# Rbp's Acting Wild And Getting Injured



## 65galhex (Nov 5, 2008)

Sometimes there will be something that will freak out my reds and they will dart across the tank and freak out a bit and huddle in the corner. It is almost like a group mentality where if one does it, they all follow suit. It also seems like when one freaks out, it'll scare the others. When they do this they shoot across the back side of the tank where the intakes for my filters are along with the heater. This causes them to get kind of cut up on the sides right after their gills. I have dosed with salt and then some melafix. How can I stop this and or help them out?


----------



## MPG (Mar 14, 2010)

Used to happen a lot when I first got my reds, now its becoming less and less common.

Spending time with your fish is the only way to get them less skittish.


----------



## Sylar_92 (Dec 15, 2010)

MPG said:


> Used to happen a lot when I first got my reds, now its becoming less and less common.
> 
> Spending time with your fish is the only way to get them less skittish.
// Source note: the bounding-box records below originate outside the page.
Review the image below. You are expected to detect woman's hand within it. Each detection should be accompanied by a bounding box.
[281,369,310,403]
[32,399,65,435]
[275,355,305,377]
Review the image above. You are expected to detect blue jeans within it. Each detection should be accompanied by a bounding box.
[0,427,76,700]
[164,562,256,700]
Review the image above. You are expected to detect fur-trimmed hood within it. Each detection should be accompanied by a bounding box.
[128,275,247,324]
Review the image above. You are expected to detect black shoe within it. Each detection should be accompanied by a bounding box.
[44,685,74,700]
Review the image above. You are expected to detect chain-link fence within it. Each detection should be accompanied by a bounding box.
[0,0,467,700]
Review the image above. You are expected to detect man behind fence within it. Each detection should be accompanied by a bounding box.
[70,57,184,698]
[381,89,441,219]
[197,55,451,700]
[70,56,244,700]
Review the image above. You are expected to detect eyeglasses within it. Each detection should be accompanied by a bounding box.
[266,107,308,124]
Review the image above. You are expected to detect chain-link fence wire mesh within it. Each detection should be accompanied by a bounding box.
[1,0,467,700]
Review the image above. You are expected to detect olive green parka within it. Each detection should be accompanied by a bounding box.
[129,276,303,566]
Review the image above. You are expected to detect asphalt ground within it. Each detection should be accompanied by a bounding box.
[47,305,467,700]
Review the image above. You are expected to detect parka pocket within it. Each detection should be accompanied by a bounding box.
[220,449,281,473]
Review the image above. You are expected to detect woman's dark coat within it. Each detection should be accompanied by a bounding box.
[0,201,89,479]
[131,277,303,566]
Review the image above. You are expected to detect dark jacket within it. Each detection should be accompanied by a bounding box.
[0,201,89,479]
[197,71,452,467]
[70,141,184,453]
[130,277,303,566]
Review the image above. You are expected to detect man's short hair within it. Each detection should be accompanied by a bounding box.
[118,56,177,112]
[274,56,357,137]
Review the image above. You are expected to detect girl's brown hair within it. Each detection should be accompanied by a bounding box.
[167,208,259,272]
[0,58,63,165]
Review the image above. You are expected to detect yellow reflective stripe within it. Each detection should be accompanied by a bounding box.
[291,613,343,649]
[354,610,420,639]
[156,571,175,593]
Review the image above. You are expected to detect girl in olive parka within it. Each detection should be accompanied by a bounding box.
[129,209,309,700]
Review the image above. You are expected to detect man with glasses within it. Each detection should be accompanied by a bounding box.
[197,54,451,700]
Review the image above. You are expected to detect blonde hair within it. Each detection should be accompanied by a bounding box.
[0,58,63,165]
X2, I had the same problem a few months back but I just dimmed the lights, removed all the driftwood because of territory issues and spent a hour in front of the tank everyday. This helped them be less skiddish, but they still dart but not as fast or as far now. Hand feeding also helps if you arnt already. Take care and good luck.


----------



## Guest (Apr 4, 2011)

Dim your lights and slowly work your way up. Also maybe adding some more hiding spots would help. Other then that, I agree with what MPG said.


----------



## 65galhex (Nov 5, 2008)

Ok cool, thanks guys. I spend time watching tv and hanging out in the same room for usually about an hour a night and I am only a few feet away from the tank so they should be used to commotion at least. I also redid the tank with new sand and I rearranged the lights so the light is more evenly spread out. The black sand also absorbs some of the light which helps make it less bright.

I havent thought about hand feeding them. I used to do it to my shovelnose and it was awesome. I will have to give that a try.


----------